[Warning: pretty technical article, but if you’re interested in virtualization and backup, hopefully an illuminating one. Also – changed the name of the other vendor who is a little reluctant to have their name included in our blog.]
A few weeks ago, a potential buyer tested Unitrends backup ingest rates versus a virtualization-only vendor backup ingest rates in a virtual environment. I was surprised when this person reported that the virtualization-only vendor was much faster – typically we’re told in these situations that we’re slightly faster – in fact I was so surprised that me and a few people got involved to understand what was going on. I thought that the results of what we found would make an interesting blog post.
First, the basics. virtualization-only vendors and Unitrends support an HOS (Host Operating System)-based backup. This means that both companies supports a method of working underneath the virtual machines using the Microsoft VSS (Volume Shadow Copy Service) that handles the quiescence of the virtual machines. (Note: for you VMware aficionados, VSS is the approximate counterpart at the HOS level to VMware’s VADP (VMware API for Data Protection.) Both HOS-level VSS and VADP take advantage of Windows-based virtual machines performing VSS at the GOS (Guest Operating System) level.
Now, there can be differences in how HOS-based backup is implemented. In VMware, these differences are typically not major since the software uses VMware’s native CBT (Changed Block Tracking) and pulls data off as quickly as it can.
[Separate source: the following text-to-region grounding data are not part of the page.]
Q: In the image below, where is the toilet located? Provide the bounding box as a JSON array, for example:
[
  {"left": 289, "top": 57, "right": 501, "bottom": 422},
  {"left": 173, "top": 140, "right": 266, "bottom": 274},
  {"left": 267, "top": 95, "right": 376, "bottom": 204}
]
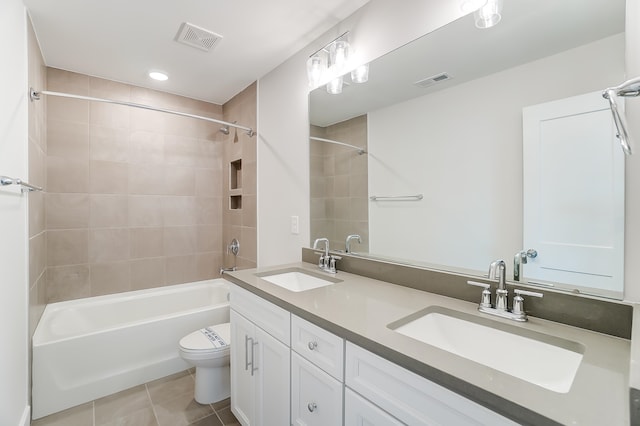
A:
[{"left": 179, "top": 323, "right": 231, "bottom": 404}]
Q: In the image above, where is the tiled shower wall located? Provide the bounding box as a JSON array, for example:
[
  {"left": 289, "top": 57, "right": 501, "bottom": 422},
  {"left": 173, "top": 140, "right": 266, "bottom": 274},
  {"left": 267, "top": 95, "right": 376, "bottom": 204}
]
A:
[
  {"left": 43, "top": 68, "right": 256, "bottom": 302},
  {"left": 310, "top": 114, "right": 368, "bottom": 252},
  {"left": 222, "top": 82, "right": 257, "bottom": 270}
]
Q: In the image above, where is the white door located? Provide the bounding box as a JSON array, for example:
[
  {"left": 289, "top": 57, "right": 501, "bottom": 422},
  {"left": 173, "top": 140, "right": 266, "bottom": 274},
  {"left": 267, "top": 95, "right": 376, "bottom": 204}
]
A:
[
  {"left": 522, "top": 91, "right": 624, "bottom": 297},
  {"left": 230, "top": 309, "right": 255, "bottom": 426},
  {"left": 255, "top": 327, "right": 290, "bottom": 426}
]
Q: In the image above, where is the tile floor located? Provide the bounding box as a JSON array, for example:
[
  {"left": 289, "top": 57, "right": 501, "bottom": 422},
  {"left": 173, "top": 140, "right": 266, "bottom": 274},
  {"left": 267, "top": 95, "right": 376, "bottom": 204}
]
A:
[{"left": 31, "top": 369, "right": 240, "bottom": 426}]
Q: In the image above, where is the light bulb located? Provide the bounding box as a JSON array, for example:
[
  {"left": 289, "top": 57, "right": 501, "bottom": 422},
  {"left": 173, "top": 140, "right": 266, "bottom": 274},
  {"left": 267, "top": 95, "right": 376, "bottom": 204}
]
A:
[
  {"left": 306, "top": 55, "right": 324, "bottom": 88},
  {"left": 351, "top": 64, "right": 369, "bottom": 84},
  {"left": 474, "top": 0, "right": 503, "bottom": 29},
  {"left": 330, "top": 40, "right": 350, "bottom": 72},
  {"left": 326, "top": 76, "right": 343, "bottom": 95}
]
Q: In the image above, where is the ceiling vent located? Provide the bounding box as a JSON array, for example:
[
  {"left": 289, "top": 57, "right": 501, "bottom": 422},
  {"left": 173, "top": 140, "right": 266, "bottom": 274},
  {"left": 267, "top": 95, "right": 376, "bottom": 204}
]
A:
[
  {"left": 175, "top": 22, "right": 222, "bottom": 52},
  {"left": 413, "top": 72, "right": 452, "bottom": 88}
]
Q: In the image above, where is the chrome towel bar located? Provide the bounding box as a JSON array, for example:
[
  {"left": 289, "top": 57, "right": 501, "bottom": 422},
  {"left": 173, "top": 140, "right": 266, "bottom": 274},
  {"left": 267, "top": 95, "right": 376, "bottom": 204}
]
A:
[
  {"left": 369, "top": 194, "right": 423, "bottom": 201},
  {"left": 0, "top": 176, "right": 43, "bottom": 192}
]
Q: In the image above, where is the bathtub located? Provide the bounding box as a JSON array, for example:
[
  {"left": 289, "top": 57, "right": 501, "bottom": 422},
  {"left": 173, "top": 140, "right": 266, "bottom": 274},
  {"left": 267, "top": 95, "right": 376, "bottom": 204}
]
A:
[{"left": 32, "top": 279, "right": 230, "bottom": 419}]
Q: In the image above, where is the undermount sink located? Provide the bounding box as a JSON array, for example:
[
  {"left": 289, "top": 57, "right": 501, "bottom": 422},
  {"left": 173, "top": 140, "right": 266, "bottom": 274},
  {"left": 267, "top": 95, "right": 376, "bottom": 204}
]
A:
[
  {"left": 388, "top": 307, "right": 584, "bottom": 393},
  {"left": 256, "top": 268, "right": 341, "bottom": 292}
]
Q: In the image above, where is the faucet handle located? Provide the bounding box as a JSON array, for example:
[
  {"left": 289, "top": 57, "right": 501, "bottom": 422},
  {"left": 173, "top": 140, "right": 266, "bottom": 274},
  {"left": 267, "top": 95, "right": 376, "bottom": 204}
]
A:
[
  {"left": 467, "top": 281, "right": 492, "bottom": 308},
  {"left": 512, "top": 289, "right": 543, "bottom": 316}
]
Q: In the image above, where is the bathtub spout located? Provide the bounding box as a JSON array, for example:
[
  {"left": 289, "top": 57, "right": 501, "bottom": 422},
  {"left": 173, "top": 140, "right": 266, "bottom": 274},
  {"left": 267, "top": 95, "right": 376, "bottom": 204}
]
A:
[{"left": 220, "top": 266, "right": 236, "bottom": 275}]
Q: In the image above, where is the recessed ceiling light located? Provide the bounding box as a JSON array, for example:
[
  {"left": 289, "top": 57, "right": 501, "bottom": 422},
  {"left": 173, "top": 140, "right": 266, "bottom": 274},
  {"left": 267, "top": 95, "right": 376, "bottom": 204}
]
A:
[{"left": 149, "top": 71, "right": 168, "bottom": 81}]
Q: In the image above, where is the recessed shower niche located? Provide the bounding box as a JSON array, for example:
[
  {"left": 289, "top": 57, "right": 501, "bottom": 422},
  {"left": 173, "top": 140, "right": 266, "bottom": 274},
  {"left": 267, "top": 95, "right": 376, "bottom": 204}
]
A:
[{"left": 229, "top": 159, "right": 242, "bottom": 210}]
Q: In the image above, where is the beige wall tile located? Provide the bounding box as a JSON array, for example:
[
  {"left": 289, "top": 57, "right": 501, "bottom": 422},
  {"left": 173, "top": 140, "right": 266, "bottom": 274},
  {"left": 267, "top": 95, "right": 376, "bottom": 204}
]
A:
[
  {"left": 47, "top": 156, "right": 90, "bottom": 193},
  {"left": 46, "top": 265, "right": 91, "bottom": 302},
  {"left": 29, "top": 190, "right": 45, "bottom": 238},
  {"left": 90, "top": 195, "right": 128, "bottom": 228},
  {"left": 89, "top": 76, "right": 131, "bottom": 101},
  {"left": 90, "top": 101, "right": 130, "bottom": 129},
  {"left": 130, "top": 227, "right": 164, "bottom": 259},
  {"left": 164, "top": 135, "right": 200, "bottom": 167},
  {"left": 128, "top": 131, "right": 164, "bottom": 164},
  {"left": 48, "top": 119, "right": 89, "bottom": 160},
  {"left": 47, "top": 229, "right": 88, "bottom": 266},
  {"left": 90, "top": 160, "right": 128, "bottom": 194},
  {"left": 130, "top": 258, "right": 166, "bottom": 290},
  {"left": 88, "top": 228, "right": 130, "bottom": 263},
  {"left": 196, "top": 196, "right": 222, "bottom": 225},
  {"left": 164, "top": 166, "right": 195, "bottom": 196},
  {"left": 29, "top": 232, "right": 46, "bottom": 287},
  {"left": 165, "top": 255, "right": 197, "bottom": 285},
  {"left": 196, "top": 225, "right": 222, "bottom": 252},
  {"left": 90, "top": 262, "right": 131, "bottom": 296},
  {"left": 162, "top": 196, "right": 196, "bottom": 226},
  {"left": 196, "top": 252, "right": 223, "bottom": 281},
  {"left": 47, "top": 96, "right": 89, "bottom": 123},
  {"left": 130, "top": 107, "right": 164, "bottom": 133},
  {"left": 128, "top": 163, "right": 164, "bottom": 195},
  {"left": 128, "top": 195, "right": 164, "bottom": 227},
  {"left": 164, "top": 226, "right": 198, "bottom": 256},
  {"left": 90, "top": 125, "right": 129, "bottom": 162},
  {"left": 46, "top": 193, "right": 90, "bottom": 229},
  {"left": 195, "top": 168, "right": 221, "bottom": 197}
]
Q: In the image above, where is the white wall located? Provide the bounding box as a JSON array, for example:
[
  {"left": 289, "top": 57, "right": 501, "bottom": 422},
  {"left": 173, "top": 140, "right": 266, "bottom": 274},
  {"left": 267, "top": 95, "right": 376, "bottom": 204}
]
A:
[
  {"left": 256, "top": 0, "right": 468, "bottom": 266},
  {"left": 368, "top": 34, "right": 624, "bottom": 275},
  {"left": 0, "top": 1, "right": 31, "bottom": 424}
]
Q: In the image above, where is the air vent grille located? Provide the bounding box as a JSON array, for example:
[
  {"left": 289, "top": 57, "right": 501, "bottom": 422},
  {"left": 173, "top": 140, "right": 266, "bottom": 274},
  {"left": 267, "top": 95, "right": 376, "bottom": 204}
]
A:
[
  {"left": 175, "top": 22, "right": 222, "bottom": 52},
  {"left": 413, "top": 72, "right": 452, "bottom": 88}
]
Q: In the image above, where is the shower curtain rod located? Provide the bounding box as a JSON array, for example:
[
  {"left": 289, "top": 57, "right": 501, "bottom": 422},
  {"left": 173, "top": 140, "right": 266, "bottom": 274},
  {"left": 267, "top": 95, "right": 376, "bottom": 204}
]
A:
[
  {"left": 309, "top": 136, "right": 366, "bottom": 155},
  {"left": 29, "top": 88, "right": 256, "bottom": 137}
]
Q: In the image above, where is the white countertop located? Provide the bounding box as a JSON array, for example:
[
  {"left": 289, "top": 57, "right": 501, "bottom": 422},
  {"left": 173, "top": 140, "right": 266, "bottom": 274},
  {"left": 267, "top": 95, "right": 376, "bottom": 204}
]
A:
[{"left": 226, "top": 262, "right": 630, "bottom": 426}]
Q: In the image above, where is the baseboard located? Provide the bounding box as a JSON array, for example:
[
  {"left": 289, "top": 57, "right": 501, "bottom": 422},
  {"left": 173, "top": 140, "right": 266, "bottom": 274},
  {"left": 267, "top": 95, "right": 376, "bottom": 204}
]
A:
[{"left": 19, "top": 405, "right": 30, "bottom": 426}]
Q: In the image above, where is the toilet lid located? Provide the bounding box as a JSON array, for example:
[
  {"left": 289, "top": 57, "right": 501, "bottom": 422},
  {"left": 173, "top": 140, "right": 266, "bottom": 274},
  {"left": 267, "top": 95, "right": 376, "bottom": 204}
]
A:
[{"left": 180, "top": 323, "right": 230, "bottom": 352}]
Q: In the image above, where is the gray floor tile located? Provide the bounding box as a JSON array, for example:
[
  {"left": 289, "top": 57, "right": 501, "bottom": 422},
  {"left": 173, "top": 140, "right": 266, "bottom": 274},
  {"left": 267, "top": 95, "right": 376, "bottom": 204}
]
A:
[
  {"left": 147, "top": 370, "right": 195, "bottom": 405},
  {"left": 153, "top": 391, "right": 214, "bottom": 426},
  {"left": 94, "top": 384, "right": 152, "bottom": 425},
  {"left": 30, "top": 402, "right": 93, "bottom": 426}
]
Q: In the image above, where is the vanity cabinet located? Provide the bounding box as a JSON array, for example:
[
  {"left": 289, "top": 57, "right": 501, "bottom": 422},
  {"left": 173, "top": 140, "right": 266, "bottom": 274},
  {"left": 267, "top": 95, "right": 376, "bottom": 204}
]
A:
[
  {"left": 345, "top": 342, "right": 518, "bottom": 426},
  {"left": 230, "top": 286, "right": 290, "bottom": 426},
  {"left": 291, "top": 314, "right": 345, "bottom": 425},
  {"left": 344, "top": 388, "right": 404, "bottom": 426}
]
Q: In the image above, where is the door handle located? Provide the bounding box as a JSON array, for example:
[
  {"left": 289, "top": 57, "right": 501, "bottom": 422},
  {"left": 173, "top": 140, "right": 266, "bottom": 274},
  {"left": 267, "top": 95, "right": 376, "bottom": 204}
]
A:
[
  {"left": 244, "top": 335, "right": 253, "bottom": 372},
  {"left": 250, "top": 339, "right": 258, "bottom": 376}
]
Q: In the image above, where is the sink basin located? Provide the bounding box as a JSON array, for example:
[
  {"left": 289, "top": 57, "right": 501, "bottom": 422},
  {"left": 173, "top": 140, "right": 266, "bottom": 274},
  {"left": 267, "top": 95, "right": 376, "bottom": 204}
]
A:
[
  {"left": 388, "top": 307, "right": 584, "bottom": 393},
  {"left": 256, "top": 268, "right": 340, "bottom": 292}
]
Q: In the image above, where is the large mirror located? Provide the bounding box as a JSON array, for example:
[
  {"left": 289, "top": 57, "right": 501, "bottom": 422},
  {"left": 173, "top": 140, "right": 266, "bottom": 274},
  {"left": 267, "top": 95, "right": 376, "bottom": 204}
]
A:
[{"left": 309, "top": 0, "right": 626, "bottom": 299}]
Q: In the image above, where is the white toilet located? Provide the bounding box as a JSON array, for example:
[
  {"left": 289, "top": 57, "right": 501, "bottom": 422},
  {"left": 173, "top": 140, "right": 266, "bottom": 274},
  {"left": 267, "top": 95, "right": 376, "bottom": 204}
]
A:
[{"left": 179, "top": 323, "right": 231, "bottom": 404}]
In Hyper-V, it can be since vendors have to implement CBT themselves (or don’t do it.) However, our CBT algorithms are pretty quick – and the comparison was being done to master backups that didn’t contain changed blocks, so we were confused.
The major difference in any type of HOS-level virtualization-based backup performance typically has to do with compression (the algorithm used) and deduplication (whether inline or post-processing is used, whether local or global deduplication is used, and the like.) What confused us was that in our labs Unitrends, because it uses inline compression but post-processing global deduplication, typically is faster than products that do inline deduplication at the backup job level.
Now, there’s one more wrinkle in the story. In addition to HOS-level backup, Unitrends also supports what is called GOS-level backup. GOS-level backup in a virtual system simply treats the virtual machine as if it were a physical machine – in fact the GOS-level software typically doesn’t have a clue as to whether it’s running on a physical or a virtual machine. GOS-level backup can be done at an image-level (bare metal is an example) or a file level for ingest rates.
What’s typically the critical path with GOS-level backup? The Windows file system (NTFS) is slower when performing read operations than treating the entire virtual machine (in an HOS-level backup) or the disk within that virtual machine (in a GOS-level backup) as a series of blocks (or an image.) This applies to the first master. After that, you use techniques such as incremental forever to drastically lower all successive backups
What that means is for the same set of files, an HOS-level backup is faster than a GOS-level file-level backup. Now – the advantage to GOS-level file-level backup is that you can be a lot more selective about which files you choose to backup – so if you’re backing up 10X fewer files (for example) the slowness of NTFS is offset by dramatically fewer total read operations (and of course deduplication has much less work to do.)
What did we in the end discover? That a comparison was being made between our GOS-level backup to an HOS-level backup on a file-for-file basis.